If you need more complex features, like setting a timestamp for root_id queries, setting a segmentation mip level, or changing the default voxel resolution, these are all possible. For example,

import datetime
timestamp = datetime.datetime.utcfromtimestamp(1546595253)
lookup = client.make_lookup_client(timestamp=timestamp,
                                   segmentation_mip=1,
                                   voxel_resolution=[8,8,40])

Will use the mip-1 segmentation level to map points to supervoxels, will expect points given in a resolution of 8x8x40 nm, and will query root ids at the specified timestamp.

Looking up points

The LookupClient links two actions: Finding the supervoxels associated with a point in space, and looking up the root ids for those supervoxels. Supervoxel lookup uses only Cloudvolume and root id lookup uses only the ChunkedGraph. However, for simplicity we can call each here.

import numpy as np
pts = [[1,2,3], [3,4,5]]
supervoxel_ids = lookup.lookup_supervoxels(pts)
root_ids = lookup.lookup_root_ids(supervoxel_ids)

However, because these two actions are often called as part of one pipeline, we can simplify the process in a single command:

root_ids, supervoxel_ids = lookup.lookup_points(pts)

Note that one can override the default mip, voxel resolution, and timestamp options for each call. See the method documentation for details.

Looking up DataFrames

Most of the annotations we work with in the DynamicAnnotationFramework live naturally in tabular DataFrames. In particular, materialized point data follows a schema where each point in a spatial annotation has a location, a supervoxel id, and a root id, as well as whatever other associated metadata there may be (e.g. cell type). To make the LookupClient produce output in a similar format, we have a handy method where you specify one or more point columns in a dataframe.

import pandas as pd
#Intialize a dataframe
df = pd.DataFrame(data={'cell_type':['e', 'i'], 'pt':pts})

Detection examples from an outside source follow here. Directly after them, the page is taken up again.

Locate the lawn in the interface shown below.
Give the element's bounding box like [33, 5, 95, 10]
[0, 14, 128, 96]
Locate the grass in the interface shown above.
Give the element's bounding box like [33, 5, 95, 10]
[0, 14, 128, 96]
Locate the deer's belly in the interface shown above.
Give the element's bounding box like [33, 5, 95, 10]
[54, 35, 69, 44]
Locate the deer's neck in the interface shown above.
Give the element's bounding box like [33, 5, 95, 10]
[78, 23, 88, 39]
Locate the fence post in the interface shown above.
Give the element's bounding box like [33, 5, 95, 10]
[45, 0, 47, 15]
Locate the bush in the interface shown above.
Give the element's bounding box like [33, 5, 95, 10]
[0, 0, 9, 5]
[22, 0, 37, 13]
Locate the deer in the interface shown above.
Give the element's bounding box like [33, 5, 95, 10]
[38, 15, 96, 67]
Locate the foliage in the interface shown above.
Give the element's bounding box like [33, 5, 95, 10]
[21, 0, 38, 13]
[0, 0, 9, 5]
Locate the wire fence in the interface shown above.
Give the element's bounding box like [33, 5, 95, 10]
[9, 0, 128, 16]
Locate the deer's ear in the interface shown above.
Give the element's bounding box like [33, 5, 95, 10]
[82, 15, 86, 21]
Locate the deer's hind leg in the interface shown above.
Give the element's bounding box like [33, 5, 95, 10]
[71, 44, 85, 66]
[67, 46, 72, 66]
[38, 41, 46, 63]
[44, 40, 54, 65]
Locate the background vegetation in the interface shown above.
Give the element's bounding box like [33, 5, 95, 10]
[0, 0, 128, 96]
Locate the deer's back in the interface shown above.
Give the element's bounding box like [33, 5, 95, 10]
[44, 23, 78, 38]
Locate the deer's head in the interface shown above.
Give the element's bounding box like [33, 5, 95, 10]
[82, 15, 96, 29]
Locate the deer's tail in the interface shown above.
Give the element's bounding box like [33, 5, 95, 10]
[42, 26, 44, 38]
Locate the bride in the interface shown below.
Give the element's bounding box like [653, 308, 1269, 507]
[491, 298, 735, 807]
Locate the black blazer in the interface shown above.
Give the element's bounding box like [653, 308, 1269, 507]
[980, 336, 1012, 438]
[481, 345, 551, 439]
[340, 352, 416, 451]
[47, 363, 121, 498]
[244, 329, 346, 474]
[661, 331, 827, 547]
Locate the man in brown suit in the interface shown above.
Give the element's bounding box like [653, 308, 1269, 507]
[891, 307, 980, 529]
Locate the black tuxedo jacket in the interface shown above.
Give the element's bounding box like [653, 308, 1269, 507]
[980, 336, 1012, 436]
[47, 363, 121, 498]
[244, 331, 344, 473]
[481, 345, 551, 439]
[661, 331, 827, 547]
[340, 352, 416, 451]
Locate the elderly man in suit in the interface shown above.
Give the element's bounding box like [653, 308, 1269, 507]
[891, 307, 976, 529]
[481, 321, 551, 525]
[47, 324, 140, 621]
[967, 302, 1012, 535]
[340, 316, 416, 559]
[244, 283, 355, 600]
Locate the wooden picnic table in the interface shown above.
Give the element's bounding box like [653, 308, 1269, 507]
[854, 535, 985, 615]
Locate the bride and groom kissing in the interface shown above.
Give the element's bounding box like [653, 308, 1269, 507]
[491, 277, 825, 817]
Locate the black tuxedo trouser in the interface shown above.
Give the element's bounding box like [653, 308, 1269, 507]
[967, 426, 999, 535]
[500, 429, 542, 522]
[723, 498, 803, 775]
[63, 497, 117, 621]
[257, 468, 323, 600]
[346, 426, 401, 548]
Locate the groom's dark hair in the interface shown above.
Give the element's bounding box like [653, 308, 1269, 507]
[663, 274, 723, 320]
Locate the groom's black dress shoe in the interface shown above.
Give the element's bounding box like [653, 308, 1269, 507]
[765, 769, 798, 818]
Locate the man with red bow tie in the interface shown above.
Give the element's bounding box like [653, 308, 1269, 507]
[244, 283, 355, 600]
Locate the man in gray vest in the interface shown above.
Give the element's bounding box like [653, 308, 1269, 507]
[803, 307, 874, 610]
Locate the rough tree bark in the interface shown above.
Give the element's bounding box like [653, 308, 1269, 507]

df_lookup = lookup.lookup_dataframe(point_column='pt', data=df)

The resulting df_lookup no longer has a column called pt, but rather three new columns:

  • pt_positon : The original point column data
  • pt_supervoxel_id : The supervoxel id for that point
  • pt_root_id : The root id for that point

If the segmentation is flat, pt_supervoxel_id is omitted since supervoxels and root ids are the same. Each of the suffixes (_position, _supervoxel_id, and _root_id) can be set as optional parameters. The point_column argument can also take a list of point column names if more than one point is stored per annotation.